2.  I have a serious love for saracastic, tongue-in-cheek humor.
3.  The identity of Voldemort.

My second cousins and in-laws might not get the first two, entirely.  I’m pretty well-behaved in public situations, and tend not to unleash my inner kook in inappropriate places, and I tend to label family gatherings as “inappropriate” for said unleashing.  But.  I guess I thought that most of America knows who Lord Voldemort is, by now.  It’s been 11 years since Harry Potter burst onto the scene, and I sort of assumed… well.  There you go.  Assumptions.

So what’s this got to do with you all, you ask?
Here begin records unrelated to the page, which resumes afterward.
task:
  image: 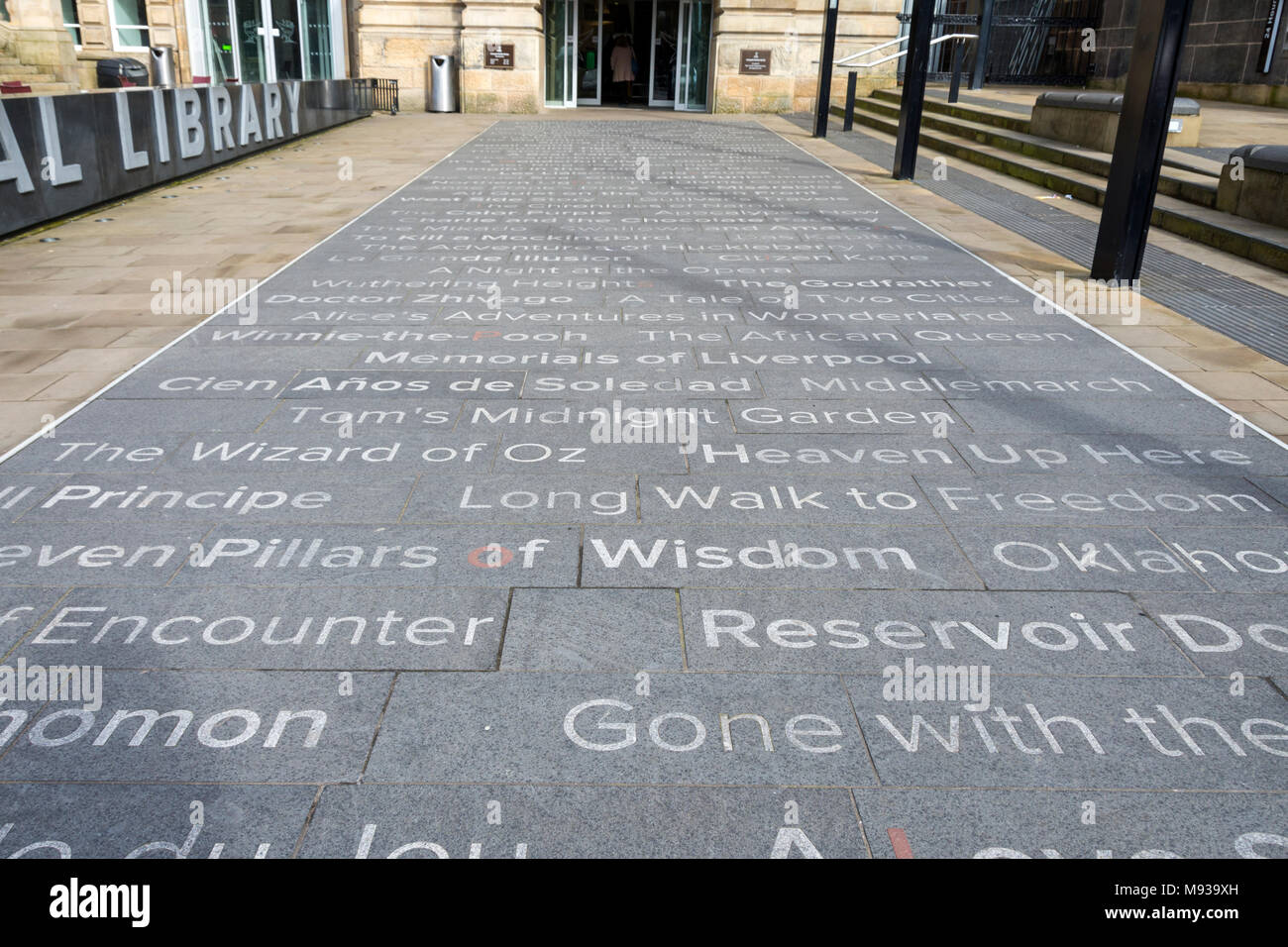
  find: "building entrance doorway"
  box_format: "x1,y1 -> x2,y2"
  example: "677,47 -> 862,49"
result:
544,0 -> 711,112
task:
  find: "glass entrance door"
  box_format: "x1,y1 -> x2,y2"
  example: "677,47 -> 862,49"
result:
675,0 -> 711,112
201,0 -> 327,84
266,0 -> 304,80
648,0 -> 680,108
577,0 -> 604,106
545,0 -> 579,108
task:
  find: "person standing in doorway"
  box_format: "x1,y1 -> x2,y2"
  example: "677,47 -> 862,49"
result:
608,34 -> 635,106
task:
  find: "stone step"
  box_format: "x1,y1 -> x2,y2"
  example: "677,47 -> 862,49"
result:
832,97 -> 1288,271
872,89 -> 1029,134
855,93 -> 1221,207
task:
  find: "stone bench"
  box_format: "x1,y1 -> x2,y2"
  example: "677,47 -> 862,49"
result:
1216,145 -> 1288,227
1029,91 -> 1203,152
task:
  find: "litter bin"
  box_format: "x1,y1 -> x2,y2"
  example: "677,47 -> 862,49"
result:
98,59 -> 149,89
149,47 -> 175,89
428,55 -> 456,112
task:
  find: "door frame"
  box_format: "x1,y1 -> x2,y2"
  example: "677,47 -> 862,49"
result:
542,0 -> 579,108
648,0 -> 679,108
670,0 -> 715,112
572,0 -> 604,106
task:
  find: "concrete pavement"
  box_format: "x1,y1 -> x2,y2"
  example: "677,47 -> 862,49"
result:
0,119 -> 1288,857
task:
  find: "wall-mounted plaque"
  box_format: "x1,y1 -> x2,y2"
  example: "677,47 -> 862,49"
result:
483,43 -> 514,69
738,49 -> 770,76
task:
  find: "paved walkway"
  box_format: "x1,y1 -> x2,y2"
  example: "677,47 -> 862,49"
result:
0,120 -> 1288,857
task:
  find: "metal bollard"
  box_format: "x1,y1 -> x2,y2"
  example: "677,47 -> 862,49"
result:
841,72 -> 859,132
948,40 -> 966,104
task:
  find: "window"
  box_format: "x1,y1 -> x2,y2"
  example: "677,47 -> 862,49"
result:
61,0 -> 80,47
111,0 -> 149,49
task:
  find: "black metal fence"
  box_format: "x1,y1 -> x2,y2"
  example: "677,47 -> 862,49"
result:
898,0 -> 1104,85
353,78 -> 398,115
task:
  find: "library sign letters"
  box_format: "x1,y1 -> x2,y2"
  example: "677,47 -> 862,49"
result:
0,80 -> 370,233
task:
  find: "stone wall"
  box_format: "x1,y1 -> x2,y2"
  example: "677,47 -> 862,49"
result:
357,0 -> 903,112
1094,0 -> 1288,107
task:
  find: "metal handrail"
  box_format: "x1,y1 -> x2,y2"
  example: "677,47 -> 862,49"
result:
814,34 -> 979,69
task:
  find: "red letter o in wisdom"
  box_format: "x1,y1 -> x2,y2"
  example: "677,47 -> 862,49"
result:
465,543 -> 514,570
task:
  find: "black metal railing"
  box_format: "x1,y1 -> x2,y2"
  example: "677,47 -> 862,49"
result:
353,78 -> 398,115
898,0 -> 1104,85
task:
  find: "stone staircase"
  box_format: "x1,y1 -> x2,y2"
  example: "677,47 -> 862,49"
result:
832,90 -> 1288,270
0,53 -> 76,95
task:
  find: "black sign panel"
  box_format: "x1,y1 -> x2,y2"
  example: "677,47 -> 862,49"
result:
483,43 -> 514,69
0,80 -> 371,235
738,49 -> 772,76
1258,0 -> 1284,72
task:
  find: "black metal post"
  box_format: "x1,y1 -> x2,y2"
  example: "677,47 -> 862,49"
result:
814,0 -> 837,138
1091,0 -> 1194,279
841,71 -> 859,132
948,40 -> 966,104
970,0 -> 993,91
894,0 -> 935,180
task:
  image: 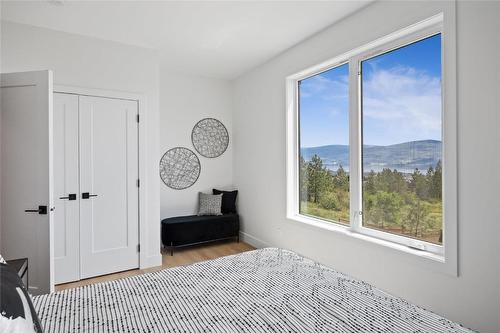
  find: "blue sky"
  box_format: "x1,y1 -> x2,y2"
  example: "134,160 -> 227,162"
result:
300,35 -> 441,147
When was the last time you assumed that everyone in your library, in a staff meeting, in a lunch group, in your classroom, at the reference desk, [insert professional scenario here], understood your conversational context?

Did they actually understand?  And would you have known if they didn’t? And what part of your message, argument, or thought pattern was lost on them because the context was unclear or misunderstood entirely?

I feel compelled to ask, because I have to wonder.  How many conversations go unintentionally awry because we’re not communicating our contexts clearly enough?

** For those so inclined, RfV stickers available here, and Obama stickers, here.  And if the RfV joke is slipping past you, here’s a rather eloquent summary from the 2004 election cycle.


  1. Right! And if there are people who don’t know Voldemort, what other things are being missed in conversation that I’d never guess were confusing?! Boggleboggleboggle.


  2. I, myself, can only dimly tell you who Voldemort is: Ralph Fiennes wearing spackle in a bald cap. 😉

    However, if you want to talk about the Ten Who Were Taken, the Azath, Tars Tarkas, or how the No-God wears Chorae like bling.. well, let’s have a beer.

    Your context (and perspective) thoughts above, make me think half-jokingly want to talk about how you just found a managerial application for the Theory of Relativity.


  3. Honey, you don’t drink beer unless coerced. And you know I can make ANYTHING apply to management. It’s my superpower. It’s not flashy, and it wouldn’t really hold up against, say, Superman, but it keeps me entertained…


  4. Bumper stickers serve no purpose except reducing the resale/trade-in value of a vehicle.

    And Harry Potter is trash.

    That is all.



  5. Matt, Matt, Matt… *tsk* Don’t you believe in anything? Have you NO opinions? Spineless, that’s what you are. Speak your mind, man!